Dans cette ronde vertigineuse, chacun des personnages tente de combler une meurtrissure, de soigner une plaie qui suinte toujours. La captive concentre et déploie le souvenir traumatique d’une famille, à commencer par Robert qui voit sa femme recréée mais pense à sa fille détruite et dont la responsable est celle-là même qui a le visage de sa femme. L'arrivée du fils de la gouvernante, qui nous apparaît grotesquement déguisé en tigre, métaphore de sa bestialité, à l'origine du drame qui a touché la femme de Robert, réveille ce qui hante précisément la gouvernante qui se sent responsable d’avoir engendré le Mal. Et enfin les souvenances de Véra, qui voit ce qu'elle était avoir disparu.

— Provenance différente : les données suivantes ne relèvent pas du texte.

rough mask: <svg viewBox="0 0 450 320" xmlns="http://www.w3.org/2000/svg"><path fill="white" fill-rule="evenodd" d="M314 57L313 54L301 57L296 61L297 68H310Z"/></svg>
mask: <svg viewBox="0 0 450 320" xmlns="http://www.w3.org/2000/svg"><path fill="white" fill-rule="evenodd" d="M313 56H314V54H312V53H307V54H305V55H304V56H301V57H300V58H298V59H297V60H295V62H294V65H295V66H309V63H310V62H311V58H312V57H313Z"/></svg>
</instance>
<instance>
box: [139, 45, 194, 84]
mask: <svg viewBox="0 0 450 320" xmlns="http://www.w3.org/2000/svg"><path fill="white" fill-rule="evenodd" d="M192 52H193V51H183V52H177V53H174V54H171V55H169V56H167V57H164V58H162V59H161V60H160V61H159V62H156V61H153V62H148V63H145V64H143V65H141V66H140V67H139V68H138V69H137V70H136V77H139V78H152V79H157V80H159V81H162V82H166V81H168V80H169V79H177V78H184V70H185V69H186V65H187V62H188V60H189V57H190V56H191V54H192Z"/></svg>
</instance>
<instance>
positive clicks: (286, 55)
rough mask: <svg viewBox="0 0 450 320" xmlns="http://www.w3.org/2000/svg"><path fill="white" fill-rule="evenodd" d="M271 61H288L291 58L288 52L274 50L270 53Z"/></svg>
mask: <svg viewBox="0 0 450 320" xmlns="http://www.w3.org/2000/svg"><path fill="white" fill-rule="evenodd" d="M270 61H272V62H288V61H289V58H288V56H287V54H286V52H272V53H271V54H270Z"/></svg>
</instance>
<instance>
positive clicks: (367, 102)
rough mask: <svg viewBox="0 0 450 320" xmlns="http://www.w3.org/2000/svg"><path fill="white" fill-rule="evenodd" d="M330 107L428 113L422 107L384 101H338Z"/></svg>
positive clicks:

A la fois objet d’attraction et de répulsion, cette dernière rejoue son propre calvaire en créant des poupées inspirées des oeuvres de Louise Bourgeois. Garnissant les corps de ces êtres inertes de bouts de tissus comme elle a été recouverte de bandes de chair. On songe au tueur en série du Silence des agneaux (Demme, 1991) qui se confectionnait un costume en peaux de femmes…Sa première apparition après le drame du viol de la fille de Robert est d’ailleurs à travers la vitrine de la boutique de vêtement où elle travaille, on la voit habiller un mannequin. Préfiguration de son état futur, l’habilleur devient l’habillé et le bourreau devient la victime.
Les thématiques chères à Almodovar liées à l’identité sexuelles trouvent ici une sorte d’extrémité où les choses ne sont plus choisies mais imposées...au scalpel ! Malgré cela, la vie retrouve son chemin dans cet enfer clinique où un nouvel ordre des choses va s’imposer et où fatalement, il faudra tuer le Père pour refermer la blessure. Et à la richesse et la grandeur des lieux, au sang et à la prison s’opposeront la modeste boutique de vêtement, la chaleur des êtres aimés et la liberté. A la manière de Slice (Khomsiri, 2010) dont le personnage a choisi la transformation corporelle ici imposée, quand l’apparence n’est plus vectrice de vérité, seule demeure la parole pour dire ce qu’on est, pour dire qui on est.